Antoine regardait son reflet répondre à sa mère. Ses doigts ne sentaient aucune aspérité en dehors de ses quelques poils de barbe naissante. Mais, en face, l’autre Antoine en répondant faisait bouger la fissure sur sa joue, une crevasse qui se ramifiait en cinq longs doigts. De trop longs doigts.
— Je te prépare le petit-déj.
— Non maman, je vais le prendre avec Anaïs et Lolo !
— Et Lolo, soupira-t-elle. Quand est-ce que tu vas te décider à inviter juste Anaïs ?
— Maman, ne commence pas.
— D’accord, je n’ai rien dit. Tu seras là à midi ?
— Je ne sais pas m’man. On va sûrement se balader et manger sur la plage maintenant que les touristes sont partis.
— OK je t’attends pas. J’irais manger avec Mathilde.
— D’ac.

Antoine se détourna du miroir, mais l’image restait gravée dans son esprit : son double aux traits déformés par la souffrance et la peur. Il ouvrit le robinet pour faire couler l’eau brûlante sur son corps, espérant laver non seulement sa peau, mais aussi les ténèbres qui l’avaient envahi. Il pensait à la goutte qui s’était écrasée dans le monde de son double et n’osait pas regarder au sol dans le sien. En face, Antoine numéro 2 le dévisageait de sa joue putride. Il regarda sa main pourtant propre et cela lui donna le courage de baisser le regard. Au sol, le lino imitait un plancher de chêne clair dépourvu de trace. Il releva la tête. Dans la glace, les deux Antoine se regardaient perplexes et tentaient l’un comme l’autre de sourire un peu. Lorsqu’il revint devant la glace, offrant sa joue gauche, son espoir s’envola aussitôt face à l’autre. Il renonça à se raser et se contenta d’un brossage rapide des dents et d’une coiffure sommaire. Sa mère sera le test ultime. Il sortit de la salle de bains après s’être aspergé d’un peu de parfum.

Dans le couloir menant à la cuisine, une odeur familière de café flottait dans l’air ; un contraste troublant avec l’atmosphère oppressante qui pesait sur lui. Il suivit la trace olfactive et trouva sa mère qui picorait les miettes éparpillées d’un croissant qui n’avait pas fait long feu.
— T’es tout beau, dit-elle sans savoir que derrière cette façade se cachait un abîme de terreur.
— T’es pas objective, lui rétorqua-t-il soulagé intérieurement.

Le test « maman » était passé avec succès.
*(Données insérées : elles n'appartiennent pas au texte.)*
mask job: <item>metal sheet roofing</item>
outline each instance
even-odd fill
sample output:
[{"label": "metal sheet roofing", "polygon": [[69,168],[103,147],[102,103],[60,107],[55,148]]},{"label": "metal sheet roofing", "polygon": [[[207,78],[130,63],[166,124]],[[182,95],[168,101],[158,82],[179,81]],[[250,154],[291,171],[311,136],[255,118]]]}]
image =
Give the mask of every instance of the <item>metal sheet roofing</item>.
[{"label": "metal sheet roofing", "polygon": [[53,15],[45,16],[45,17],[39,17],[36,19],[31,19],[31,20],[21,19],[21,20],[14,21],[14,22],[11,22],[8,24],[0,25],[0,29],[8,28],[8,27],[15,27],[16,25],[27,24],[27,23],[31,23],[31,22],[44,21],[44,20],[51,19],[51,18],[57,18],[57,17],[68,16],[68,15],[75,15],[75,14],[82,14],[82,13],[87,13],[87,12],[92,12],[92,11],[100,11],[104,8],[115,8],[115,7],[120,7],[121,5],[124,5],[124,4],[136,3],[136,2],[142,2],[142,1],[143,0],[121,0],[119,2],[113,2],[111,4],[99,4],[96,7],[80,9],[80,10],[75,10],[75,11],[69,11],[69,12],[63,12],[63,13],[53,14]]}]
Sa joue balafrée appartenait au miroir de la salle de bains, enfermée dans cette prison réfléchissante où les ombres ne pouvaient pas atteindre ceux qui vivaient encore sous la lumière du jour. Il retrouva alors un peu de son bonheur en embrassant sa mère, puis le cœur beaucoup plus léger regagna sa chambre. Il jeta un coup d’œil sur la table de nuit pour vérifier que la photo d’Anaïs avait regagné le secret de son tiroir. Puis, il chaussa ses baskets, attrapa ses clefs et composa le numéro de Laurent pour déposer un message en réponse à l’invitation laconique du répondeur.
— Salut Laurent, on se retrouve avec Anaïs au café du Port. À toute.
— Couillon ! lui lança sa mère de la cuisine.
— Je t’aime aussi !

Il referma doucement la porte de l’appartement et donna un tour de clef, laissant derrière lui son double dans le miroir de la salle de bains, les murmures du Kyklos et les échos d’un mal insidieux qui menaçait de toujours de revenir.